Objets connectés : gadgets ou véritables innovations ?
Bien que les applications digitales se multiplient, les patients leur tournent souvent le dos très rapidement.
Près d’un demi-million d’applis et d’objets connectés promettent désormais de veiller sur notre bien-être et d’améliorer notre état de santé. Les personnes atteintes d’un diabète disposent de multiples solutions pour surveiller et maintenir en temps réel leur taux d’insuline, sans plus devoir passer par la case piqûre. Les mêmes pourront transporter leur traitement dans une boîte frigo connectée assurant un maintien optimal de la température.

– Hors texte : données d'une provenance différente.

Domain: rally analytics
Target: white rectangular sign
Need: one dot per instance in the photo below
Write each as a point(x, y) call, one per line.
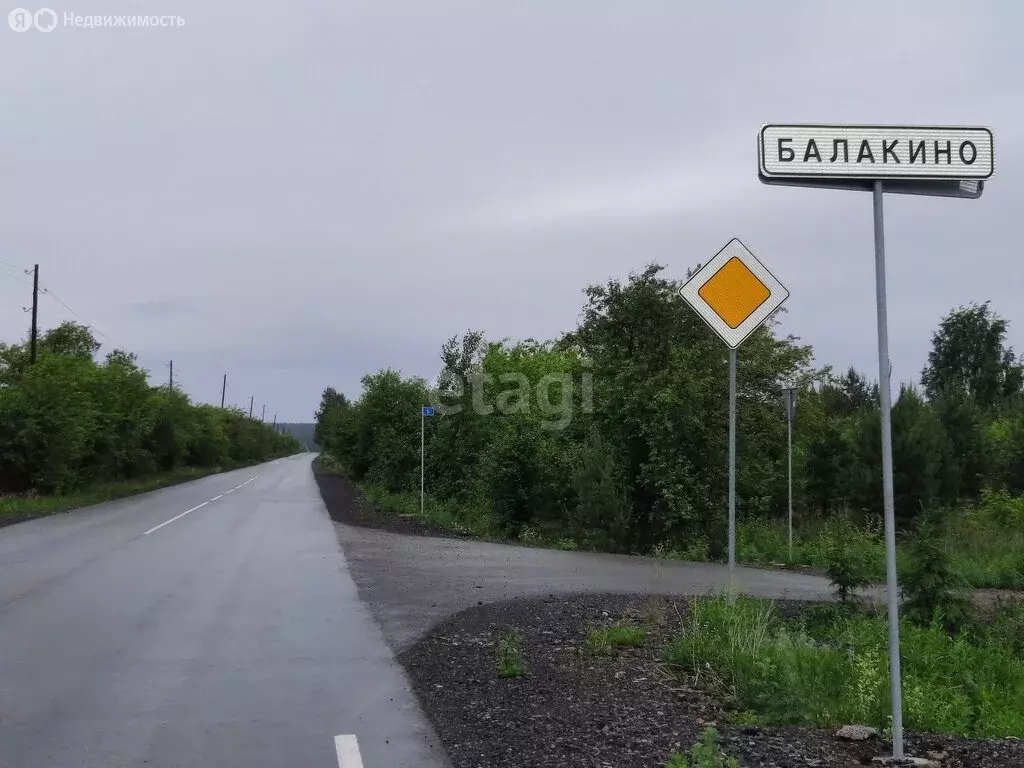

Il est déjà possible d’équiper les Ehpad de verres intelligents qui détectent la déshydratation chez les personnes âgées.
Les exemples sont légion, sans compter les centaines de milliers d’applis qui se font fort de « coacher » notre santé sur notre smartphone.
« L’effervescence industrielle de ces dernières années tranche avec l’utilisation des consommateurs », recadre Christine Balagué, titulaire de la chaire Réseaux sociaux et objets connectés de l’Institut Mines-Télécom et enseignant-chercheur à la Télécom Ecole de Management. « L’utilisateur peine à trouver une valeur ajoutée à ces outils. On se rend compte qu’ils sont majoritairement abandonnés au bout de six mois, précise-t-elle.
Résoudre l’équation de l’appropriation par les usagers.
Il existe un enjeu crucial sur le feed-back utilisateur. Jusqu’à présent, les développements ont été concentrés sur la technologie, en pensant à la place de l’utilisateur. Si l’on veut que ce secteur de la santé connectée se développe, il faut résoudre l’équation de l’appropriation. »
Labellisation publique
En dépit de ce taux de désaffection peu médiatisé, la multiplication de ces nouveaux objets est telle que l’Ordre des médecins en appelle à une labellisation publique.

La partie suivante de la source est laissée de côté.